Bu kendini bilmezler sokaklarda gezdikçe, otobüslere, metrobüslere bindikçe, kafelerde, lokantalarda oturdukça İstanbul bu koronavirüs belasından kurtulamayacak.

Tam tersine... Böyle giderse bütün İstanbul koronavirüse yakalanacak!

***

Günün herhangi bir saatinde, herhangi bir duraktan metrobüse binin. Bakın bakalım kaç kişide maske var?

Artık toplu taşıma araçlarında bizden çok olmalarına alıştığımız Arapça konuşan arkadaşların çoğunda yok mesela. Olanlar da bağıra bağıra konuştukları telefonları çalınca maskeleri hoop çene altına indiriyorlar. Sen "Maskeni" kapa diyorsun, Türkçe bilmediğini, anlamadığını söylüyor. Sen anlatana kadar zaten iş işten geçiyor!

Gençlerimiz dersen... Gençliğine güvenip de maskelerini kollarında taşıyanların sayısı az değil.

Yaşlılarımız dersen... Onlar başka bir alem!

Geçen gün içinde bulunduğum minübüse 70-75 yaşlarında bir amca bindi.
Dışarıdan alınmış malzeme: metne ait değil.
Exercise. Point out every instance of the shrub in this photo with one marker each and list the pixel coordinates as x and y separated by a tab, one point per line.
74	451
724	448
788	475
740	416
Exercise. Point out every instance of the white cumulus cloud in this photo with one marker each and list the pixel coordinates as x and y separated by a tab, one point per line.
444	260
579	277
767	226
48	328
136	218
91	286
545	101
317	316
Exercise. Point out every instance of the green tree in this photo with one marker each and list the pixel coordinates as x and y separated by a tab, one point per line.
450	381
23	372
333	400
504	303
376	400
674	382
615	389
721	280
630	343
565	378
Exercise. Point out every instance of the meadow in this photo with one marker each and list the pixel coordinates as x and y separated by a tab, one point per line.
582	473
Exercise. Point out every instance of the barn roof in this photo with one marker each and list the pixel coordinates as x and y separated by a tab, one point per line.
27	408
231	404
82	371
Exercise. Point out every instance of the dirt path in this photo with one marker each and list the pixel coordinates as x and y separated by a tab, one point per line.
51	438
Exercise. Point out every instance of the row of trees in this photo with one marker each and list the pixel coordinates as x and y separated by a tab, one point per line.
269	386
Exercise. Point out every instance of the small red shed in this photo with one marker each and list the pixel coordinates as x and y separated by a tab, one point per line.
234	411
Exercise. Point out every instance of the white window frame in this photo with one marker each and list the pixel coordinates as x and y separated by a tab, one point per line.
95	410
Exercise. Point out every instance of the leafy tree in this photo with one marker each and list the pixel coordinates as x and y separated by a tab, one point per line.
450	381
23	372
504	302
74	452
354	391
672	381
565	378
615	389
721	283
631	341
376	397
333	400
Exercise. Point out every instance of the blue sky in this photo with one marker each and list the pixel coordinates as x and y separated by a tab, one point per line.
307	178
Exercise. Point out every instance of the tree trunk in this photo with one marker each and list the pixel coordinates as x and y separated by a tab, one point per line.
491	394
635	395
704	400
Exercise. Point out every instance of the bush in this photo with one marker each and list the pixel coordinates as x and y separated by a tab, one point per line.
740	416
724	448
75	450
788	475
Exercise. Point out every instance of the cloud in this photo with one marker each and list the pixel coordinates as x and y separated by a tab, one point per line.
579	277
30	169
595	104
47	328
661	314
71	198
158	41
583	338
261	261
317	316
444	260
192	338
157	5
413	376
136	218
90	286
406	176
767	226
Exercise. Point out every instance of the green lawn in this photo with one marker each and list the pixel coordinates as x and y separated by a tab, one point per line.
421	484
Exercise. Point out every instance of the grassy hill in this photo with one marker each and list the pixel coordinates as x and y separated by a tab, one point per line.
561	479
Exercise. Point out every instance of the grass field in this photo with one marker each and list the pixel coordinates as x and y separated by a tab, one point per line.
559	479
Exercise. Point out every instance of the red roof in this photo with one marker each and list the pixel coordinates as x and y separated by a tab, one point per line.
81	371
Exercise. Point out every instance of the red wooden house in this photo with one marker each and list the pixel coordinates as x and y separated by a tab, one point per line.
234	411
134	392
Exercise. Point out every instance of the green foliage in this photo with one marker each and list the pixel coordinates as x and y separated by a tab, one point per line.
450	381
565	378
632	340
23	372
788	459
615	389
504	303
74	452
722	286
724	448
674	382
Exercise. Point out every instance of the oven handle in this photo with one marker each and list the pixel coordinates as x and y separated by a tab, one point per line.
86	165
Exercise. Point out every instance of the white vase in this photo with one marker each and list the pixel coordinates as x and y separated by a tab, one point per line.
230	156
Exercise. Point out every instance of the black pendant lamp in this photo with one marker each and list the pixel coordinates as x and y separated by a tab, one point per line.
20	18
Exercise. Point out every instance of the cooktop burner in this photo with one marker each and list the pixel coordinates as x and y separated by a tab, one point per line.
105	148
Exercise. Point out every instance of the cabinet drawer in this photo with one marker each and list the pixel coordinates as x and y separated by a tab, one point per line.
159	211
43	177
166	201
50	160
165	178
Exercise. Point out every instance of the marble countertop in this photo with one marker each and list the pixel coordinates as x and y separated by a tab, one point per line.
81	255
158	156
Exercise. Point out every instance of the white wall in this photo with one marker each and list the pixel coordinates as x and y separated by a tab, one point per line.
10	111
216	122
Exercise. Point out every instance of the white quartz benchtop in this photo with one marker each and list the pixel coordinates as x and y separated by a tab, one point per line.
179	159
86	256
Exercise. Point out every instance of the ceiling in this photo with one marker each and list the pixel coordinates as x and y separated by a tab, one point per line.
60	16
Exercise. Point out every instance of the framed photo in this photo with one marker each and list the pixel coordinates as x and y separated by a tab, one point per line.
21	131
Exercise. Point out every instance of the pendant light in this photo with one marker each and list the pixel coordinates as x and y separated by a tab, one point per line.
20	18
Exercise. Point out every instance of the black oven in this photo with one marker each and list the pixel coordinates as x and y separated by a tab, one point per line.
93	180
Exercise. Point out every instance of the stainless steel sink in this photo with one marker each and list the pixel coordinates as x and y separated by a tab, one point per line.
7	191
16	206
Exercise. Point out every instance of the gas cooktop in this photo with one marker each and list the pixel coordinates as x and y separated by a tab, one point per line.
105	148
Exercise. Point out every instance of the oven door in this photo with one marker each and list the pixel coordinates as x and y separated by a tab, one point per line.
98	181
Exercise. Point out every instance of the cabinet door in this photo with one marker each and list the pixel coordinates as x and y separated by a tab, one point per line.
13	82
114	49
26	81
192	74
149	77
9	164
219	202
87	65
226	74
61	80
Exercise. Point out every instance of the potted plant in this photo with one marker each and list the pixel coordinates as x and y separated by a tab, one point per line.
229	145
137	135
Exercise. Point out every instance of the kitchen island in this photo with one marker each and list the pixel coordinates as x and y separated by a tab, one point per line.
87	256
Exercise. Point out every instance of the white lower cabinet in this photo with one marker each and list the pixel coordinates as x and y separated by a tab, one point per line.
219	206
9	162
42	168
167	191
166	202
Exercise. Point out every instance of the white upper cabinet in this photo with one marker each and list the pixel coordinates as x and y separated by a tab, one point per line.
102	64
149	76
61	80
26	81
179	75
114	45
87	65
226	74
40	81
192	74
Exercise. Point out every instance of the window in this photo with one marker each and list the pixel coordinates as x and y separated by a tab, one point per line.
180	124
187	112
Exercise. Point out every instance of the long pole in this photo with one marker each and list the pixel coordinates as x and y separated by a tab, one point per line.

Maskesi çenesinin altındaydı.

İşten döndüğü yüzündeki yorgunluktan okunan 30'lu yaşlarındaki bir kadın kalkıp yer verdi. Aralarında geçen konuşma inanılmazdı:

- Geç amca, geç otur!

- Sağol kızım!

- Yalnız şu maskeni düzgün takar mısın amca?

- Amaan kızım yaa! Bu yaştan sonra ne takayım! Ölsem n'olur, kalsam n'olur!

- (Kadın kızarak) İyi de amca, ben daha gencim, evde çocuğum bekliyor. Ben ölmek istemiyorum!

Amca yine de takmayacaktı da, iri yarı minübüs şoförü sert bir şekilde uyarınca maskeyi ağzının ve burnunun üstüne getirdi.

***

Bunlar benim gördüklerimden bir kaçı. Daha kimbilir böyle kaç olay yaşanıyor. Korona aramızda kol geziyor!

Zaten sürekli etrafımdan haberler geliyor.

Şu okulda korona, şu işyeyerinde korona, sağda korona, solda korona...

Herhangi bir tanıdığı koronaya yakalanmayan kimse kalmadı İstanbul'da...

Çember giderek daralıyor.

Eğer "önlem" demiyorum, "yasaklar" getirilmezse tüm İstanbul koronaya yakalanacak.

Çünkü ricadan, Allah aşkınadan anlamayan bu duyarsız insanlar ancak "Yassak hemşerim" deyip, yaptırım uygulayınca anlıyor.